Extended Data Fig. 8: Incident disease and PGS validity.
From: Integrative analysis of the plasma proteome and polygenic risk of cardiometabolic diseases

a) Incident disease events over the 7.7 year of follow-up in the n = 3,087 INTERVAL participants. Endpoint: incident disease definition available in INTERVAL for the relevant PGS, as defined by CALIBER phenotyping algorithms. Age of onset: median age of first hospitalisation with the respective endpoint. Numbers in brackets gives the interquartile range. b) Hazard ratio (HR) (points) and 95% confidence interval (95% CI) (horizontal bar) for 7.7 year risk of hospitalisation with the respective endpoint per standard deviation increase in the respective PGS in cox proportional hazards models using follow-up as time scale and adjusting for age, sex, 10 genotype PCs, sample measurement batch, and time between blood draw and sample processing in n = 3,087 INTERVAL participants.
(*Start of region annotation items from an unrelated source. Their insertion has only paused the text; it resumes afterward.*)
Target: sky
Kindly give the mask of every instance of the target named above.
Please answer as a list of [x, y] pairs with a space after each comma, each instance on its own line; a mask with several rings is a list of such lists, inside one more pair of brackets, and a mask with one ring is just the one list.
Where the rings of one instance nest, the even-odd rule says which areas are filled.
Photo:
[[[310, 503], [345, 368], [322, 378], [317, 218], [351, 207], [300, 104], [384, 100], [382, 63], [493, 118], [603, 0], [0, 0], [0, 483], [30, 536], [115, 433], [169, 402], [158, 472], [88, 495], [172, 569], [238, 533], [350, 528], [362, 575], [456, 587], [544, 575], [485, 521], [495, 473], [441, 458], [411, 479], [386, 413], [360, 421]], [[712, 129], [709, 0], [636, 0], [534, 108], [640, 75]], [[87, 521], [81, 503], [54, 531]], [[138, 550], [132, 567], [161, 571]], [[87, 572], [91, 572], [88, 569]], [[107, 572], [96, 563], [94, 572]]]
P-values are two-sided. c) Association between CKD PGS with estimated glomerular filtration rate (eGFR), a marker of renal function used in chronic kidney disease diagnosis: decreased eGFR is indicative of reduced renal function98. EGFR was computed from serum creatinine in n = 3,307 participants using the CKD-EPI equation99. Association was fit with linear regression adjusting for age and sex, and 10 genotype PCs. The point corresponds to the change in eGFR per standard deviation increase in CKD PGS, and the horizontal bar corresponds to the 95% CI. P-values are two-sided.